Creo que los únicos espacios de libertad que han dejado los tecnócratas municipales son los nichos de los cementerios (Fotoblog, El más "pallá") y algún letrerillo silvestre que queda por ahí en algún colmado superviviente o en alguna puerta, diciendo aquello de “Al amo del perro como vuelva a ensuciarme la puerta me voy a cagar en todos sus muertos”, variación o inversión patria del latino “Cave canem” ("cuidado con el perro") de nuestros civilizadores.
(P. S.: El Señor en su perfecta sabiduría ha hecho que Osel Hita, el niño granadino reencarnado en un lama, se declare agnóstico tras haber pasado toda su infancia y adolescencia en las garras de Tenzin Gyatso, ese demonio abyecto.
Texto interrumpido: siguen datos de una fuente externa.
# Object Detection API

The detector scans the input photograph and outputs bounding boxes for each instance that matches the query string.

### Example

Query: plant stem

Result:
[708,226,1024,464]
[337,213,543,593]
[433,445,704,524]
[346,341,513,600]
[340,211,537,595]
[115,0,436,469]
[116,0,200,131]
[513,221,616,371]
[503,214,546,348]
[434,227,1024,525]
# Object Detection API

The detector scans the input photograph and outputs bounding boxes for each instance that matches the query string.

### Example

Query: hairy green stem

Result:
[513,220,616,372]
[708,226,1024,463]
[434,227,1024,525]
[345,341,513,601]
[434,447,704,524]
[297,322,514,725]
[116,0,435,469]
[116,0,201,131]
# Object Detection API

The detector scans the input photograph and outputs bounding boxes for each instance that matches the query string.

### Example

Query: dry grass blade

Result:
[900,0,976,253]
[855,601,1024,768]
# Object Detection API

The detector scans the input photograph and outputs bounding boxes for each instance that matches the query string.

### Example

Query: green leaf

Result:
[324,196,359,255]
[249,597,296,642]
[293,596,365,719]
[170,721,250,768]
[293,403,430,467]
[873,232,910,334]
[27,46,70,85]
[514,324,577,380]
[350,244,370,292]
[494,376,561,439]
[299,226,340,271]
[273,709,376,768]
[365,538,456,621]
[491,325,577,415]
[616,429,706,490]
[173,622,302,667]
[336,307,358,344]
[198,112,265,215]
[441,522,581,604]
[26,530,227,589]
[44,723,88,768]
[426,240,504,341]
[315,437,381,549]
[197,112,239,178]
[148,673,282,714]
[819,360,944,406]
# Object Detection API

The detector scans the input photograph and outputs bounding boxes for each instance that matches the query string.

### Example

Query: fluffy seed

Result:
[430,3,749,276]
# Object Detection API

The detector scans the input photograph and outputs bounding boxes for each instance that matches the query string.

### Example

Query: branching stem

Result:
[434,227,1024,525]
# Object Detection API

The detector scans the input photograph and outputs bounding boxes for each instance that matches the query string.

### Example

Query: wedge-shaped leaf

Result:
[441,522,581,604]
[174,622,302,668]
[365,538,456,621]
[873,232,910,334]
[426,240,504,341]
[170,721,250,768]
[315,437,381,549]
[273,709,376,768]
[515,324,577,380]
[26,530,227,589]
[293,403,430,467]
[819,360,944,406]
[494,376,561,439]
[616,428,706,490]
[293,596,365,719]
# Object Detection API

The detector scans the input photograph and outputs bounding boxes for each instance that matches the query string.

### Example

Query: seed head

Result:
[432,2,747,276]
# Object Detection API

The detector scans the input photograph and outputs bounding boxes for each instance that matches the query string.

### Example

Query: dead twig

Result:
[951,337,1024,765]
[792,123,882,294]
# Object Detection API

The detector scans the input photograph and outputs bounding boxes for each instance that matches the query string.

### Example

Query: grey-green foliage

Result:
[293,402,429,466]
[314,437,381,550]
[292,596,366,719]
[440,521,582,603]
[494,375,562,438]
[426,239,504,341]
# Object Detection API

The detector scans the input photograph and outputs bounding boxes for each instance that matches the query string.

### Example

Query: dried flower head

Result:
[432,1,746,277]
No lo entiendo muy bien, porque hasta donde yo sé el budismo no tiene mucho que ver con Dios (de la misma manera que hay hinduistas agnósticos), pero en cualquier caso es para mí una buena noticia que la naturaleza se haya declarado tan rotundamente contra lo que no era otra cosa que un secuestro deleznable consentido por los padres. Está una exaltada y libérrima porque ayer fue a la representación de "Fidelio" en el Liceu).